Hacker News new | ask | show | jobs
by londons_explore 1500 days ago
All these "clever" filesystems can never guarantee not to run out of space for their own metadata. That's because even to delete a file they might need more space in the journal, or to un-copy-on-write some metadata.

The mistake however is that even though it isn't practical to make theoretical guarantees that the filesystem won't end up full and broken, it is very possible to make such a thing only happen in exceeding unlikely cases. One runaway dd isn't that...

2 comments

>it is very possible to make such a thing only happen in exceeding unlikely cases. One runaway dd isn't that...

It's not dd, it's one process run by root who fills the filesystem with one big file. That's like the first thing i would test if it can destroy my filesystem.
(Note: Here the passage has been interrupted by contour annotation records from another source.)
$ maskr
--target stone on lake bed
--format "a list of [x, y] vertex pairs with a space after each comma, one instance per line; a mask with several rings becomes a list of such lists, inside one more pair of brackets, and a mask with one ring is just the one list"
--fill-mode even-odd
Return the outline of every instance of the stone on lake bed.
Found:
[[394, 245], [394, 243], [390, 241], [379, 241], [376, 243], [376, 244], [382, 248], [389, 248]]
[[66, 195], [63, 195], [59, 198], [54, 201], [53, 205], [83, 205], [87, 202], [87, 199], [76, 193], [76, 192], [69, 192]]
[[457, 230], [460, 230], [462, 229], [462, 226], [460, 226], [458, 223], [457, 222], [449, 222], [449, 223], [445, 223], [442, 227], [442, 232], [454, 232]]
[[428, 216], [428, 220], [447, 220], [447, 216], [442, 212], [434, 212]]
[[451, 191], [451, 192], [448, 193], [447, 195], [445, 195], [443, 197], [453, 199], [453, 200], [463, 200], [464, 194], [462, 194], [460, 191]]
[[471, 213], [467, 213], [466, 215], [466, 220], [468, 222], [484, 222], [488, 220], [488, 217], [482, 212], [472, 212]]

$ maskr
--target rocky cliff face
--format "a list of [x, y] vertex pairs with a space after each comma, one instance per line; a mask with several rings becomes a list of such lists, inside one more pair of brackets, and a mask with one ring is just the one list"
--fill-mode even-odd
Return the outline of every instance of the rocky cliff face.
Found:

It's really the filesystem responsibility, if it needs to reserve 30% so be it, if it need's more because i wrote billions of files so be it, (even if it says "sorry i told you i have 50GB free but because you wrote so many small files it's now just 45GB" after all they just can make a estimation) so be it. But it's the filesystem job to tell me how much ~free space that i have, and stop writing before it really/internally cant take anymore. And NOT to kill itself because i alloc 100% of it, there's is just no excuse. That's the filesystem's responsibility.

PS: The clever ZFS survives that "unlikely" test easily.

Why can't they? For example, Btrfs reserves some storage for it's internal use which should be more than enough to update the journal to fix a full filesystem.
Calculating exactly how much you need to reserve for the worst case is a near-impossible task.

For example, say you try to delete a file, which is part of one of multiple identical snapshots, so deleting the file doesn't free up any space, but does require extra metadata to be written (since a new directory entry will be needed that shows the file is deleted in this snapshot only).

The same operation could be done for millions of files, eating up all the reserved space. End result: full disk and unusable filesystem, even for deletes.

The alternative is not to allow file deletes to use reserved space. But now when you have a full disk, some things become 'undeletable', since the only way to free space is to delete all copies of the file, but it isn't permitted to delete any one copy of the file since the intermediate state would use more disk space.

What is supposed to happen is the metadata commit fails due to enospc before the super block update. Thus the current super points to the current value working tree roots, not the partial/failed tree roots.

Btrfs won't issue the writes for super block update until the device says the current metadata transaction is successfully on stable media.

It is possible the filesystem is completely consistent (can be mounted, btrfsck finds no error), and yet not bootable due to the interruption of updates. Software updates are one transaction in user space but not atomic unless expressly designed for it. From the fs point of view, a software update might be broken up into dozens of fs transactions.

It's also possible the device lies about writes being on stable media. If the fs writes some metadata, does flush/FUA, then super block write, and flash/FUA, the device should only write the super block after the prior write is on stable media. If it says the first flush succeeded but that write is still happening, and the super block write goes to stable media before all the metadata writes get to stable media and there's a crash or power failure, then you can in fact have a broken filesystem. The super points to tree roots that don't exist. This is definitely a device flaw not an fs flaw.

Btrfs super blocks contain 3 backup roots. So it's possible to revert to an older and hopefully correct metadata generation (seconds to a couple minutes ago). But this has limited recovery potential. It's also completely thwarted right now if you use any discard mount option on an SSD because discard will ask the device to garbage collect recently freed metadata blocks. So the backup root trees pointed to by the super may already be zeros when they're needed.

But any need for backup roots already means some kind of device (firmware) flaw.